As it turns out, I didn't get that job at Thanksgiving Point. She only hired two of the four people she was supposed to hire. Oh well, what can ya do? I think I might be able to work things out with Iceberg. Becky (the general manager) says she wants everyone to be able to work out their hours so they can still work during school. We'll see how that goes; usually everything she says, she forgets. But I'm going to talk to her about it sometime this week, so I guess I'll settle it then.

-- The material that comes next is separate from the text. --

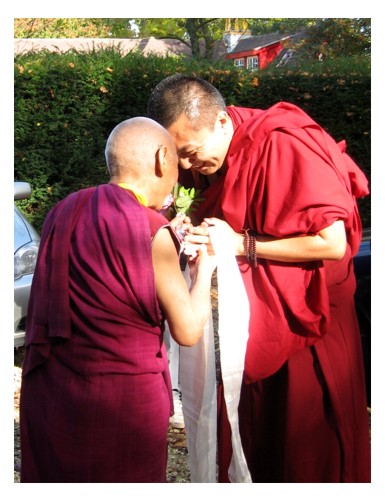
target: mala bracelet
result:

Call me crazy, but I love the rain. When it was raining really hard on Thursday night, I was the happiest I had been all day. The only thing bad was I had to work that night and while taking out the trash. I was only out there for twenty seconds, and I got drenched. I wish it would rain more often around here. I don't want it to rain all the time, but more than twice a month would be a fantastically good thing for me.
I bought a Thesaurus and a Dictionary yesterday (it's very sad that me, being an ambitious author, didn't have a real Dictionary or Thesaurus up until yesterday). I was pretty excited, now I finally have a more expanded vocabulary for my writing. I'll have to start posting some more items.

Sunday, July 15, 2007

Nothing New

Well, I had a job interview for Thanksgiving Point on Friday. It's at that little deli next to the Dinosaur Musuem. Anyway, I think it went well. Hopefully, they'll hire me. I'll basically be doing the exact same thing that I'm doing now, only the hours and people will be 1000 times better.
My mom made me take those pictures off. (If you didn't get to see it before, it was a bunch of hilarious pictures my parents took at the wax musuem. It made me sad... oh well, life goes on.)
I just finished reading the first chapter of Midnight Sun. (It's the first chapter of Twilight in Edwards perspective.) It was amazing. If she actually publishes the whole book, I'll be very happy.
Well, I just felt like I had to write something, and that's about all for me today.

Sunday, July 1, 2007

Hope's Rollercoaster

So much for that date. We had it all planned out for last night only to find out he had some soccer thing. Now he's busy for the next two weeks, and then the week after that is our family trip to the gorge. I don't want to give up on it or anything, but I've been waiting for this thing to happen for the past few weeks now, and I'm sick of getting my hopes up. As far as I'm concerned, this thing may never happen. I just need to get over it (which is a serious problem because he's way too cute for me to just get over it.) I don't know what to do. Any suggestions? Am I just over reacting? It seems like I'm not giving myself enough credit, but then it also seems like I was never good enough for this to happen anyway. Once again, I repeat, I don't know what to do. HELP!!!